Skunks can be potty trained with persistence using litter or papers, but it can be quite a challenge to do initially.
Food and Water
In the wild, skunks are omnivores, eating anything they can find. As pets, young kits should be fed several times a day, while adult skunks can be fed in the morning and evening. There are a few pre-packaged, formulated diets available for skunks, but you are far more likely to find sources for them online rather than at your local pet store. Do not give your skunk any cat food as it is too high in fat and protein content for their health.

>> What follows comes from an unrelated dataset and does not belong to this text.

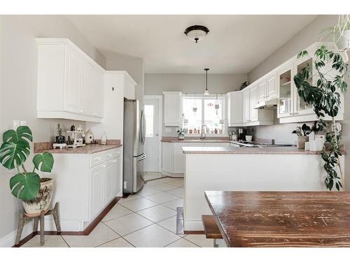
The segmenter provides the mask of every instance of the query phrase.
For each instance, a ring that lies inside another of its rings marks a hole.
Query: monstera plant
[[[298,57],[307,55],[307,51],[301,51]],[[347,66],[342,56],[322,45],[315,52],[316,59],[314,64],[307,64],[302,71],[294,76],[294,82],[299,96],[305,102],[312,105],[318,119],[317,131],[327,130],[328,123],[325,117],[328,116],[332,119],[330,131],[326,133],[327,146],[323,147],[321,157],[324,161],[323,168],[326,172],[325,185],[328,190],[334,186],[337,190],[343,187],[344,175],[340,167],[340,156],[342,155],[340,139],[341,130],[335,123],[335,117],[341,107],[340,93],[345,94],[347,84],[345,77]],[[325,67],[330,63],[332,74],[324,73]],[[310,83],[312,72],[316,73],[317,81]]]
[[[24,167],[24,162],[30,154],[29,143],[33,141],[30,129],[22,126],[16,131],[8,130],[4,133],[2,140],[0,163],[8,170],[18,170],[18,173],[10,180],[12,194],[22,200],[24,203],[30,202],[31,205],[34,202],[38,203],[41,199],[35,199],[39,195],[41,182],[47,182],[50,179],[41,179],[36,170],[51,172],[54,163],[52,155],[48,152],[36,154],[33,158],[34,168],[31,171],[28,171]],[[46,202],[48,201],[46,197]],[[27,212],[25,205],[24,209]]]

If you aren't using a pre-packaged skunk food, your skunk's diet should be 60 to 70 percent lean protein such as cooked chicken, eggs, fish, or feeder insects. The bulk of the rest of the diet should be fresh, cooked, or thawed frozen vegetables. Avoid canned vegetables due to the salt content. Nuts, cooked grains, a few pieces of dog food, and yogurt should also be mixed into the diet. Fruit can be given as a treat, but not every day. Try to offer your skunk foods high in calcium and taurine or give it supplements that can provide these. Chocolate must be avoided as it is dangerous for skunks.
Skunks need access to fresh water at all times, but they don't drink very much of it. They get much of the water they need from the vegetables in their diets.
Common Health Problems
Skunks should be spayed or neutered at a young age, usually when 4 to 6 months old. Descenting may be done at the same time, although it is often done at an even younger age while the kits are still with the breeder. Be aware that it is difficult to find a veterinarian who will descent a skunk and you may have to travel to get it done.

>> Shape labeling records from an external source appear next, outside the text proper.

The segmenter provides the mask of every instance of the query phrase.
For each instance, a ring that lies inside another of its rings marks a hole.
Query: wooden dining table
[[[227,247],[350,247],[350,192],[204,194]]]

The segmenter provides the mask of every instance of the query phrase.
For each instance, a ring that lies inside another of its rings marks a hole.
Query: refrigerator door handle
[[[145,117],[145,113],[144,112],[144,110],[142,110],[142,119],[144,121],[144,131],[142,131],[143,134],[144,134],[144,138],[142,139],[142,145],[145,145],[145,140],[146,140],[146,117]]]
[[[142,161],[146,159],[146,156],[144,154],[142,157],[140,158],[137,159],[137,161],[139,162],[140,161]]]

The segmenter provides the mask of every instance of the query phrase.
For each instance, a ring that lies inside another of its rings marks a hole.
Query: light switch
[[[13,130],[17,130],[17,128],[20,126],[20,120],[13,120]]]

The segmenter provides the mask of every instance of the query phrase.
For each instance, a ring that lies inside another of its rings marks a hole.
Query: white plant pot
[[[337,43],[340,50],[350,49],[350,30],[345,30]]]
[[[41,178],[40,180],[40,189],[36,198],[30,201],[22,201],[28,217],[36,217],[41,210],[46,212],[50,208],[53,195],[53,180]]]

Skunks need to be vaccinated against common dog and cat diseases, including distemper, and dewormed. Before getting a skunk, find a veterinarian who is willing to comfortably treat one as a patient in case your pet requires medical attention.
There are a lot of misconceptions about skunks and rabies. Although skunks are relatively common carriers of rabies in the wild in some areas, it is a myth that all skunks carry rabies. They need to be exposed to a rabid animal to become infected themselves. However, there is no approved rabies vaccine for skunks, so if a skunk bites someone and it is reported, authorities will inevitably require rabies testing on the skunk. Unfortunately, this means the skunk will be euthanized to look for rabies. The same is true for many other species for which no accepted vaccine exists. Some veterinarians vaccinate skunks with an unapproved vaccine meant for ferrets, dogs, and cats. But authorities will not recognize this vaccine as coverage against rabies and it is unknown whether or not it will protect your skunk from infection.

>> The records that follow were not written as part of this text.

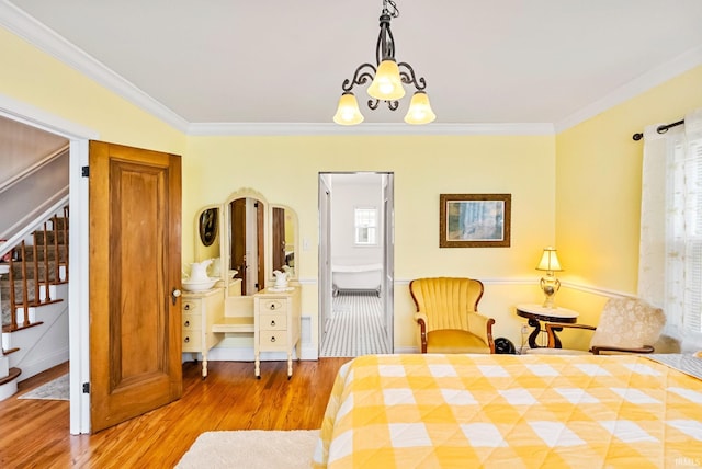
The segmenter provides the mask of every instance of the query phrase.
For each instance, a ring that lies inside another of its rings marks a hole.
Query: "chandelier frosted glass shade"
[[[355,125],[363,122],[363,114],[359,110],[359,102],[353,93],[347,92],[339,98],[333,122],[340,125]]]
[[[377,67],[375,78],[369,87],[369,95],[381,101],[399,100],[405,96],[399,67],[395,59],[385,59]]]
[[[412,101],[409,103],[409,110],[405,115],[405,122],[407,124],[419,125],[429,124],[437,118],[437,115],[431,110],[429,104],[429,96],[423,91],[416,91],[412,95]]]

Is It Legal to Own a Pet Skunk?
Skunks are illegal to keep as pets in some areas so check with your local authorities to see if you can keep one in your home. If they are illegal where you live, don't flout the law. The first time anyone complains about your pet it may be confiscated or euthanized. You should never take a skunk from the wild to keep as a pet.
State laws vary and some places will consider a skunk native wildlife while others consider them to be an exotic animal. Permits, special insurance, or other requirements may be needed in order to legally obtain and care for a pet skunk where you live. Make sure you do your research as laws and requirements change.
Purchasing Your Skunk
You will need to find a reputable breeder in order to purchase a skunk. The peak availability is in the spring and you may have to place a deposit and be put on a waiting list. Be aware that the price can be several hundred dollars, which may cover descenting and spaying or neutering. There are some skunk rescue organizations that may have adults to adopt.
One rescue organization, Skunk Haven, hosts an international gathering of skunk lovers in North Ridgeville, Ohio each year. Called Skunk Fest, it includes a conformation show, music, food, and people dressed up like skunks.